How does the peg out work? Nobody on BTC main chain can verify that the transaction submitted to peg out is actually valid ownership, because all that activity happens off chain. So what “keys” are required to write a peg out, and what stops a miner from writing one that has nothing to do with the sidechain?

There are several ways. On the Sidechain side of things, scripting can assign a token or set amount of tokens that the project and users agree is part of the design, to whoever signed the peg-in. This creates a sidechainnside user and account with forward rights to those tokens.

If some specific set of sidechain scripting favored miners, and thus made users vulnerable, everyone would know and reject the project OR accept it as part of some larger benefit. Let the market decide. Our main contention is that the market and market competition is a greater innovative force than the vitcoin devs and priesthood that have directed it up to now. It's essentially an argument between a communist or capitalist bitcoin future. Are things like RGB, Lightning, ect, market driven innovation or dev (politburo) driven.

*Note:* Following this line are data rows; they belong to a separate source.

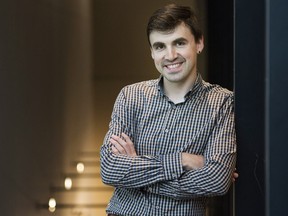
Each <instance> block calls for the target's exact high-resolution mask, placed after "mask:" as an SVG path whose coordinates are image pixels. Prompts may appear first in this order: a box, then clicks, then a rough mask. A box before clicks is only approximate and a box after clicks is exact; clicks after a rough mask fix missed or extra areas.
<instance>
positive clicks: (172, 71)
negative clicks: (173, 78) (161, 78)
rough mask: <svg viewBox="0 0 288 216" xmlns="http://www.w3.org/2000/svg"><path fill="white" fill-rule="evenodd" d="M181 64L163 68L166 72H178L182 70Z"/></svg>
mask: <svg viewBox="0 0 288 216" xmlns="http://www.w3.org/2000/svg"><path fill="white" fill-rule="evenodd" d="M182 64H183V63H182V62H178V63H173V64H166V65H164V68H166V69H167V70H168V72H178V71H180V70H182Z"/></svg>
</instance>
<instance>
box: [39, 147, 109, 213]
mask: <svg viewBox="0 0 288 216" xmlns="http://www.w3.org/2000/svg"><path fill="white" fill-rule="evenodd" d="M79 163H80V165H84V171H83V170H81V171H80V172H79V171H77V169H76V167H77V165H79ZM66 178H69V179H70V180H72V187H71V188H70V189H66V188H65V184H64V182H65V179H66ZM50 192H51V196H52V197H53V198H54V199H55V200H56V208H55V211H54V209H53V208H52V209H51V208H50V210H49V206H48V203H47V204H46V203H45V204H41V206H42V209H43V210H45V209H46V210H47V212H49V211H51V212H53V211H54V212H53V214H52V215H55V216H106V212H105V209H106V206H107V204H108V202H109V199H110V198H111V196H112V193H113V187H110V186H107V185H104V184H103V183H102V181H101V177H100V160H99V153H96V152H83V153H81V154H80V157H79V158H77V160H75V161H72V162H71V168H69V170H67V172H66V173H64V175H63V179H61V180H59V181H58V182H57V183H54V185H52V186H51V188H50ZM49 213H50V212H49Z"/></svg>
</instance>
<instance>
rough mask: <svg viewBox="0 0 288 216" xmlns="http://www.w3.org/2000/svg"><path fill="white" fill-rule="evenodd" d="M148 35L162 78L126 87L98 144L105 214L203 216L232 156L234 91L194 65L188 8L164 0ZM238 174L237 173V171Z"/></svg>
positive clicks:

The point is, as a user of bitcoin, none of this affects your normal use. You benefit from a means to adopt any potential challenger to bitcoin technology that might arise in the unknowable future, voluntarily. You benefit from a more secure network, through a more decentralized and incentivised miner environment. But if you want to just keep using bitcoin the way you have and never risk it in a sidechain you can.

But i think what interests you is the scaling ability, while maintaining the security and sovereignty features of main bitcoin.

For one potential scaling solution :

Truthcoin.info/blog/thunder

Basicly, Where big blocks are bad on L1 they can be good on a L2.